I’m a huge fan of the idea that you can (and should!) think by building, and build to answer questions.
Granted, sometimes the purpose of building something is to bring something specific into existence that we understand fairly well ahead of time. Especially when first studying classic game design deeply through remaking classics, we have the luxury of implementing against a proven gameplay pattern.
However often for more original designs the act of building has to become a partly exploratory process. In these kinds of cases we can’t wait until the design is fully understood (as it is when cloning a specific existing classic) before we start implementing it.
In order to even tell what parts of the mechanics are working out or not we have to take a crack at implementing the aspects of it that are most relevant to our current thinking. This enables us to try playing it, and from a development perspective it empowers us to iteratively play with it.
As another major benefit, this act of exploratory creation takes otherwise complex ideas and turns them into concrete examples that can be more easily discussed on a team.
Unfortunately, it’s usually difficult to expose and share what that process really looks like in practice. When all is said and done, directions or features that were attempted but not kept don’t ever see the light of day, or make it to the player. By design, those paths not followed get tossed out or gated off well before the work ever gets polished enough to share in a way that will make much sense to people outside the team.

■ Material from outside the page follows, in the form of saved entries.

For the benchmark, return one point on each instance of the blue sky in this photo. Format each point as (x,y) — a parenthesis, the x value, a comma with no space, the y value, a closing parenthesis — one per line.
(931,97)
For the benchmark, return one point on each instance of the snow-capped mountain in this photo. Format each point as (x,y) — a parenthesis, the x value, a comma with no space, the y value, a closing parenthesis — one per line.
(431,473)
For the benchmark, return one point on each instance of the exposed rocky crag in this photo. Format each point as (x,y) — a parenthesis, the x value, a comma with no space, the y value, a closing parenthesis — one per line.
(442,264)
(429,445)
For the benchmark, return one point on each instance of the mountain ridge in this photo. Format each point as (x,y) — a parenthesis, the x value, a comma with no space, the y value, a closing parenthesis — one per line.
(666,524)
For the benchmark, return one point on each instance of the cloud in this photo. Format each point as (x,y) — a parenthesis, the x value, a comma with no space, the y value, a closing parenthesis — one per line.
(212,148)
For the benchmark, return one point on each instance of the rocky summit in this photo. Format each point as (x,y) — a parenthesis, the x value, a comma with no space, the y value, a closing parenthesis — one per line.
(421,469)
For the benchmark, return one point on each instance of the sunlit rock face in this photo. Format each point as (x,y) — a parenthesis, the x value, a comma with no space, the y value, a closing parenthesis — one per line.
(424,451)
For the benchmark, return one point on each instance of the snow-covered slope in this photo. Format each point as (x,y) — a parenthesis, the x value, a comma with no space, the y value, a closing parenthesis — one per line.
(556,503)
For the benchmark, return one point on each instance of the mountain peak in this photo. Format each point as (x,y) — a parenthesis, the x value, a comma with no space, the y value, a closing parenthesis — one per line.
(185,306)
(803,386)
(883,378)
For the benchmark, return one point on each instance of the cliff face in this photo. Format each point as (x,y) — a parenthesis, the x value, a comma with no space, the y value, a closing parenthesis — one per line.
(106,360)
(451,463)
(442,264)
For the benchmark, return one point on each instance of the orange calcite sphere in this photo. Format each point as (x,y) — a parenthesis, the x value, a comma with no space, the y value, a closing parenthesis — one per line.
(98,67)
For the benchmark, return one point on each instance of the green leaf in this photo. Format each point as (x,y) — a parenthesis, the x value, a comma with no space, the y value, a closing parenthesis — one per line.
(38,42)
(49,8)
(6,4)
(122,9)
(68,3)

Aside from when I went crazy for 7 months and binged on exploratory prototyping by making an experimental interaction/gameplay project every day, it’s tricky to show clear examples of what I really mean by building as a way of thinking through (and about!) design.
However this past year on a research team at Georgia Tech, led by Kyle Blevens (@sikori17 on Twitter) as part of Celia Pearce‘s lab, we studied the subject of emergent gameplay. Our approach began by finding and discussing past examples in commercial games, and then turned toward implementing some isolated manifestations of the gameplay patterns that we thought seemed to be underlying the emergent gameplay in some of those other games.
The work was completely a group effort. I was working as just another member of the team. Since I have more practice at putting videos together, I helped record and edit this short video to summarize highlights of the research:
Even when just studying or talking about videogame design, I absolutely recommend considering ways to incorporate building into the thinking process. Playable prototypes keep the conversation grounded. Although they of course don’t serve as any kind of rigorous “proof” any more than a MythBuster’s attempt – that’s not generally how game design works – they can really be a great way to bring specifics into the conversation and get everyone on the same page about terminology, goals, and challenges.